[27] Now (1869) American Ambassador to St. James’s.
[28] It is again necessary to explain that the translation is as close as the translator can make, without violating sense and metre. The reader will find the original of this, and other interjected poems in the Appendices.—K. R. H. M.
[29] In English miles about eighteen and thirty.—K. R. H. M.
[30] This requires explanation, the pun not being susceptible of translation. The derivation of Kniephof is uncertain; Knie is, however, Knee, and it might have come from its being granted for knee-service. Kneipe is a pot-house: Hof, a court.—K. R. H. M.
[31] The passage is written by Bismarck in English. I have put inverted commas.—K. R. H. M.
[32] It is obvious that this pride arose from the smallness of the river, not the loss of the man and horse.—K. R. H. M.

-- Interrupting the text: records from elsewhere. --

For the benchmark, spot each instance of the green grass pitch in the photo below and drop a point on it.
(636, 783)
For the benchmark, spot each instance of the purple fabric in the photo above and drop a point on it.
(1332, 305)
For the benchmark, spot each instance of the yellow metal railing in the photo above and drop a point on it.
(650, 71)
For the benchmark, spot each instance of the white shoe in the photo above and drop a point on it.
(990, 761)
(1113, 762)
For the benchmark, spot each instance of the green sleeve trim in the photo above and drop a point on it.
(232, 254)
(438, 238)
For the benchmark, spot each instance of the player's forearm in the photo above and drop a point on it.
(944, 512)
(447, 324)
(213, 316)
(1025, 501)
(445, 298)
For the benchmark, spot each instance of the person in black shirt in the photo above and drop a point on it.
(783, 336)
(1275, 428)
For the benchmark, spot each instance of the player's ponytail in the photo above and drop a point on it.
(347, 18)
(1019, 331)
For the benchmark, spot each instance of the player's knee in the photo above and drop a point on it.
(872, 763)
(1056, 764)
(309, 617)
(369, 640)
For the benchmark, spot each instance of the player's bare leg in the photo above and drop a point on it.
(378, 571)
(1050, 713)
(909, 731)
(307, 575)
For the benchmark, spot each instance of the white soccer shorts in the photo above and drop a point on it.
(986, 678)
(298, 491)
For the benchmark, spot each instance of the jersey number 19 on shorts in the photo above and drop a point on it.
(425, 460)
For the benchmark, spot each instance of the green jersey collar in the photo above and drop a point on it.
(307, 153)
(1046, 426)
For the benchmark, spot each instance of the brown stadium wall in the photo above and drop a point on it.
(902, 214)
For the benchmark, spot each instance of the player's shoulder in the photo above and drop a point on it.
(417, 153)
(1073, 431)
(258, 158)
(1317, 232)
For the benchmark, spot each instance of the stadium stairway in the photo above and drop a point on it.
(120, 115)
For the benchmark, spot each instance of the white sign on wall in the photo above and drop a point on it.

[33] So in Bismarck’s letter.—K. R. H. M.
[34] Lucchesini, Girolamo, Marchese, was born at Lucca in 1752 of a patrician family, and presented by the Abbé Fontana to King Frederick II., by whom he was appointed librarian and reader with the title of Chamberlain. He was sent to Rome in 1787 to obtain certain ratifications from the Pope, and thence to Warsaw, where he succeeded in 1790 in bringing Poland and Prussia into a treaty of amity. He attended the congress of Reichenbach as Minister Plenipotentiary in 1791. In 1792 he went to Warsaw and destroyed the very treaty he had himself negotiated between Prussia and Poland. Hence the above strictures on him. He was Ambassador to Vienna in 1793, but was generally with the King. In September, 1802, he was sent to Paris as Ambassador Extraordinary, and followed Napoleon to Milan. He was present at the battle of Jena, and signed the truce at Charlottenburg with Napoleon. This not being sanctioned by the King, he resigned. He then became Chamberlain to Napoleon’s sister, the Duchess of Lucca, and died the 19th October, 1825, at Florence. He was the author of some political works on the Rhenish Confederation and the like. He seems to have been a shifty and unprincipled politician. His younger brother, Cesare Lucchesini, was a distinguished author and antiquary.—K. R. H. M.
[35] This Constitution is given in the Appendix, being an important state document.—K. R. H. M.
[36] An account of this family has been given [at p. 47 in a note]. Those who wish to pursue further details may consult Klöden’s history, published in 1828.—K. R. H. M.